Clemson Honor’s National Scholars Program provides a select number of Honors students with unique intellectual, professional and personal development experiences as well as a total cost of attendance scholarship and enhanced program opportunities. 

Dr. Thompson Mefford, a previous Honors classmate of Hancock and the current associate dean for undergraduate studies in the College of Engineering, Computing and Applied Sciences at Clemson, remembers Hancock as a curious, passionate fellow student.

“The curiosity was always there, but he was not only interested in the research in his field, he had all these other interests, too,” said Mefford. “He embodied the perfect Honors student, and that shows today.”

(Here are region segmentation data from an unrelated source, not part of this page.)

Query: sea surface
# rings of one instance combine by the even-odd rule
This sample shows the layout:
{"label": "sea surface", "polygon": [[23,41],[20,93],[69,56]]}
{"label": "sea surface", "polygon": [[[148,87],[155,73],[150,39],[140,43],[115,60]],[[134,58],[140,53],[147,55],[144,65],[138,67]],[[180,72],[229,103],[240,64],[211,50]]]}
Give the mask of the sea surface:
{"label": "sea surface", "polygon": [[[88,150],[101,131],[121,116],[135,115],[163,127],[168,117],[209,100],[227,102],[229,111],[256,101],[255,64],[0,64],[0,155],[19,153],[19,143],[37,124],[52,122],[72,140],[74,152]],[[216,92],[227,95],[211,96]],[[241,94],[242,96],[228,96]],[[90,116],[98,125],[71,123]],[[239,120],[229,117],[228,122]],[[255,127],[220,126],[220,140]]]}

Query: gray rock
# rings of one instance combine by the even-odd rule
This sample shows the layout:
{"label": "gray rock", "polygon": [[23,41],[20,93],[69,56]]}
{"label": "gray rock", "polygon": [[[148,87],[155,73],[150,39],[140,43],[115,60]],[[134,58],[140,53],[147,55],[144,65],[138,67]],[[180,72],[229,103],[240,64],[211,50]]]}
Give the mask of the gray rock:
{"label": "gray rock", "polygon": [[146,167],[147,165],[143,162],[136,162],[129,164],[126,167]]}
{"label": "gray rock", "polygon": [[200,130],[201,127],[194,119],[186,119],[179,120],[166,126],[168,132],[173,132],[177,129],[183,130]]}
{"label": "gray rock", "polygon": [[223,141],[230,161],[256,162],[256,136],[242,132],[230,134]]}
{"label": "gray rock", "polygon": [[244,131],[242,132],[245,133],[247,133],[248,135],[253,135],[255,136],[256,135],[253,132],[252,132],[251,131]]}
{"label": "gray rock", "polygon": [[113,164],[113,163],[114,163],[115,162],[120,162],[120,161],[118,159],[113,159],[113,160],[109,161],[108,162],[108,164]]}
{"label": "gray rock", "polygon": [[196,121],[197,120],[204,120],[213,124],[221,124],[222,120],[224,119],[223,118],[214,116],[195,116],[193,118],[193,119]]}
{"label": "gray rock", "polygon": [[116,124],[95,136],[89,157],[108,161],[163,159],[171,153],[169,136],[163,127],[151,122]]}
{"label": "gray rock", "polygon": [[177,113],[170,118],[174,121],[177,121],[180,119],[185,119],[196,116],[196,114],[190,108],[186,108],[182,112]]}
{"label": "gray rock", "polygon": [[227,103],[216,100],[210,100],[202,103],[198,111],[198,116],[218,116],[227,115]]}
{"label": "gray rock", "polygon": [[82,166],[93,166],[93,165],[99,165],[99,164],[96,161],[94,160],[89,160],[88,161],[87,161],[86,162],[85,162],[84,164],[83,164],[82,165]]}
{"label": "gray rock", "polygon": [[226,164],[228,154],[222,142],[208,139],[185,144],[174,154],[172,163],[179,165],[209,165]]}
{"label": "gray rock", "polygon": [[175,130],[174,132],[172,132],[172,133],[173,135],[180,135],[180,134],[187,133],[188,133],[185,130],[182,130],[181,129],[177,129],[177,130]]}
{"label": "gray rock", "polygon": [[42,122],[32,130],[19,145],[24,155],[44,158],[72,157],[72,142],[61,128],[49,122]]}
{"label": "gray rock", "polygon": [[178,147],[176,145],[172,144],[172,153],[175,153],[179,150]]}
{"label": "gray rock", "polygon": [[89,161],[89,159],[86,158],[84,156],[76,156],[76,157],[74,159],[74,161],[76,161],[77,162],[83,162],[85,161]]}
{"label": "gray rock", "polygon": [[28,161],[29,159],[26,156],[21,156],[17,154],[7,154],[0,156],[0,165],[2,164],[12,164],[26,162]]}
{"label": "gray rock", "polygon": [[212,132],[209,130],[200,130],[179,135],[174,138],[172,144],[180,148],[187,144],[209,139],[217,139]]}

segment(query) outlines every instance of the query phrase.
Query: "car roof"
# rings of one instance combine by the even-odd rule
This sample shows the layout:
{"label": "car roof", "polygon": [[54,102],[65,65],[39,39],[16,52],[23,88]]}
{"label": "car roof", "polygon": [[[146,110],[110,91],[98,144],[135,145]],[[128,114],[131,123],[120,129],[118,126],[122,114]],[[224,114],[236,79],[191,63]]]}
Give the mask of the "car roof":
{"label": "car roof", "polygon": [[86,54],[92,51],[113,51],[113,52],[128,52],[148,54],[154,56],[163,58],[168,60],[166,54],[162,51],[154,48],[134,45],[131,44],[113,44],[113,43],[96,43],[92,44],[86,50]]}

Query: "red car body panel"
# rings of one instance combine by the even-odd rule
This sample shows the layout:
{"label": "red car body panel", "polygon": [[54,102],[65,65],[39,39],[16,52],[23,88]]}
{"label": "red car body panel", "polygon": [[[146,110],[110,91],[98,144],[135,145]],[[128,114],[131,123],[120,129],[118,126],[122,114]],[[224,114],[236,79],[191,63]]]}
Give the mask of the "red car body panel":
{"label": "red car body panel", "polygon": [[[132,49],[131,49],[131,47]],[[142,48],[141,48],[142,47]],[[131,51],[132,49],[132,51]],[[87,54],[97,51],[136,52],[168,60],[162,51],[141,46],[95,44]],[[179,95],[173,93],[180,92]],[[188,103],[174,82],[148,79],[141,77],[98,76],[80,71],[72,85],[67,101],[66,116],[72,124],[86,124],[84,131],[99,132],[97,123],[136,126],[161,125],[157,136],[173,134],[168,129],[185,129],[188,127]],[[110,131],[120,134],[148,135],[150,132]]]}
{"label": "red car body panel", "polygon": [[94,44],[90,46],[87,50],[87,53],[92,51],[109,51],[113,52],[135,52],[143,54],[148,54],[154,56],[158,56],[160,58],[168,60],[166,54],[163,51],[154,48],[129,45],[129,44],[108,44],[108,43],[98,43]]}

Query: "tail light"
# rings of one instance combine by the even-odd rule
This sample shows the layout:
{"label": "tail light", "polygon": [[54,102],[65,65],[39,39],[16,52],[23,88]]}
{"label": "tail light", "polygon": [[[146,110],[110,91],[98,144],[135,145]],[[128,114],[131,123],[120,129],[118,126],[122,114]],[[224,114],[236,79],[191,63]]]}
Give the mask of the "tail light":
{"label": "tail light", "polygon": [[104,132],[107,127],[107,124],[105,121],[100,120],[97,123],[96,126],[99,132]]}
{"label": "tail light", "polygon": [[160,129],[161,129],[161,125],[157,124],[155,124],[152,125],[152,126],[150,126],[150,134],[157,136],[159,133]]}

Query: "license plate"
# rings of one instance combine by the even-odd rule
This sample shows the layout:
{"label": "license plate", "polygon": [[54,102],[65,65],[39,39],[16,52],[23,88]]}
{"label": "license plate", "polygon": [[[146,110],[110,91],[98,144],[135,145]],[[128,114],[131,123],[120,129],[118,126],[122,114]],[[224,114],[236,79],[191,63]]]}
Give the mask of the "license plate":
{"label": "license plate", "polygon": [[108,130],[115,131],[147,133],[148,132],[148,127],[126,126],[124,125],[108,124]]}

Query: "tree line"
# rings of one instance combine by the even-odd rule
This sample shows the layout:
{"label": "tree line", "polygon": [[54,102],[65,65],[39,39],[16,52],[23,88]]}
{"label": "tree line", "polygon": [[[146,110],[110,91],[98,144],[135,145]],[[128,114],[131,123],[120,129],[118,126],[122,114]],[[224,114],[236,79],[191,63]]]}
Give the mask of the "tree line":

Hancock has stayed involved with the Clemson and Honors community since his graduation. Besides appearing in the College’s Alumni Speaker Series, he regularly attends home football games and hosted Honors Dean Sarah Winslow when she visited Hartsville to meet with local alumni and schools.

Reflecting on his time at Clemson and his endeavors thereafter, Hancock shared his biggest piece of advice for current Honors students. 

“Take advantage of those opportunities to get involved in things that seem interesting or valuable,” said Hancock. “Try something that challenges you to meet a whole different sort of people than you might otherwise find in your typical routine because this crazy path that has become my life came from seizing opportunities that have shown up out of nowhere.”